In the early years of adulthood, a breakup or two… or 10, is bound to affect your life. Not only in your own personal relationships, but those of your closest friends. In these instances you get to take on the role of the rock, the chocolate provider and the companion as they learn to cope without their significant other.
I’ve taken on this role quite a few times. As I took it on recently, it became one of the most rewarding experiences I had in quite a while. It wasn’t enlightening simply because I felt like a good person after drying my best friend’s tears, but because the process of consoling my friend after her breakup helped me learn more about myself, and more about navigating my twenties than I ever expected to.

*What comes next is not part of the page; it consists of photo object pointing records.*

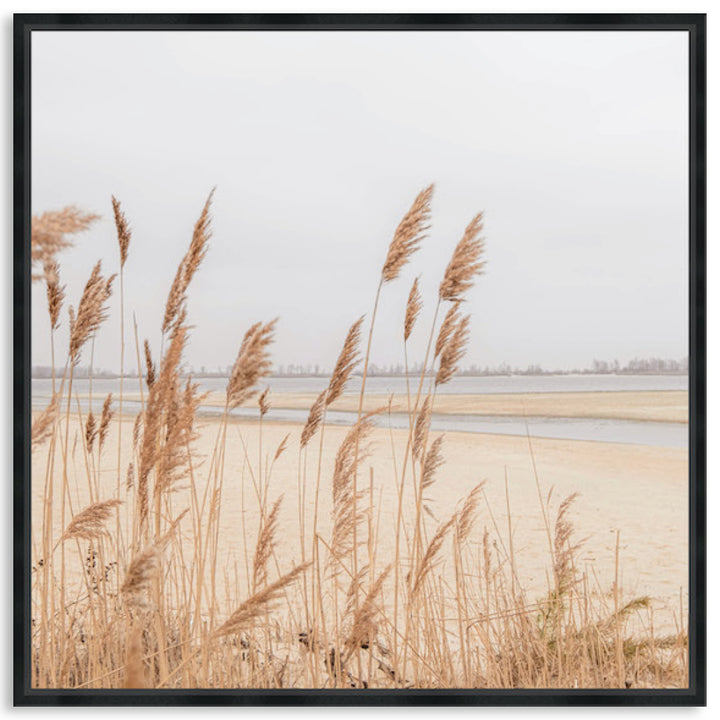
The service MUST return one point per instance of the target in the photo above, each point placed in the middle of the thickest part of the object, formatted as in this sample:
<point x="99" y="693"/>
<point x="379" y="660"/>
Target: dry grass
<point x="138" y="596"/>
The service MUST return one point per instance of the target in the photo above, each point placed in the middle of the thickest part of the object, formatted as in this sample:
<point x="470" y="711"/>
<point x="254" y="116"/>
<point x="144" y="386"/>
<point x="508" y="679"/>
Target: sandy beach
<point x="638" y="491"/>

I was sitting in a drive-thru when my best friend called and I pondered not answering because I didn’t want to be rude to the cashier. However, something felt off. I answered and heard a strained, tear-filled “hello” answer back my greeting, before she proceeded to express that she had just broken up with her boyfriend of two years.
“Can I come over later tonight?” she asked. I instantly said of course, ignoring my pang of regret at the words. By the time we met at my house it would be nearly midnight. I reminded myself this is my moral obligation as her best friend, to be there for her. So I got through my shift at work, stopped on my drive home to buy her cookie dough and sunflowers. Soon she was crying on my couch and the discussion began. By surprise to me, this is what I learned.
1. Being in a relationship won’t magically make you feel secure.
With a mouth full of cookie dough, she told me despite the overwhelming despair she felt, she had to end it because she constantly felt like she wasn’t enough throughout the entire relationship. I looked at this young girl with a million amazing qualities and wondered how on earth she felt like she wasn’t enough.
Then I realized most of the time I felt exactly the same way. I felt as if I wasn’t enough because I wasn’t in a relationship anymore, and I hadn’t been in one for quite some time. I remembered all the times she reassured me that I was in fact enough, and I was single simply because I refused to settle. I never believed her. Now that the coin was flipped, I realized everything she said was true; I deserve the best just like she does.
2. You need time to be you. You need time to be selfish.
As the night wore on, she expressed to me how she had lost who she really was while catering to someone else for two years at such a young age. She confided in me her need to figure herself out. She desired to live on her own and become her own person.
I realized that in all the time I spent alone, I made every single decision for myself during this crucial time in my life. I worked full-time and was a full-time student. I took amazing internship opportunities because I threw myself into my future instead of throwing myself into someone else. Although I know there is nothing wrong with wholeheartedly being in a relationship, I know for a fact I would have compromised one of the career-building opportunities had I been in a relationship.
My desire to spend time with whoever it was that I was dating would have trumped these obligations. My best friend thirsted to be secure in her independence, to know she could navigate through life on her own. I learned how to do just that, and I felt more confident than ever.
3. Never let your fear of being alone cause you to settle.
As she expressed how much this teared her apart even though it was simply something she had to do, I recognized her amazing strength in this moment. Despite her immense hurt and her sadness in being single, she was still going to make this decision because she knew she deserved better. She knew she deserved something more than an all-consuming relationship that made her feel as if she was not enough.
I realized if I was in that situation, and I was quite some time ago, I would have never had the strength to do what she did. I would have continued to settle purely based off of my fear of ending up alone. As she continued to tell me she feared she would never find someone she was that close to again, I reminded her how young she was and how much life she had to live and how many people she was still destined to meet. As I said these words, I remembered the numerous people that had told me the exact same thing in my single despair and I never believed them. In this moment I once more realized it’s true for her, and it’s true for me.
As the tears dried and my best friend left, my heart hurt for her, and my mind swam with the relationship advice I gave her. I knew she would overcome the tears and in the process, she would discover herself and the strength that she possessed all along. I realized that I in fact needed to go through the same process.
Although I didn’t endure the pain and heartache of being freshly single, I discovered security in being alone through a breakup that wasn’t mine. Your twenties are a crucial transition period. The time where you figure out the world and yourself. There is something beautiful in learning to stand on your own two feet during this time. A unique confidence grows in knowing you can go at it alone.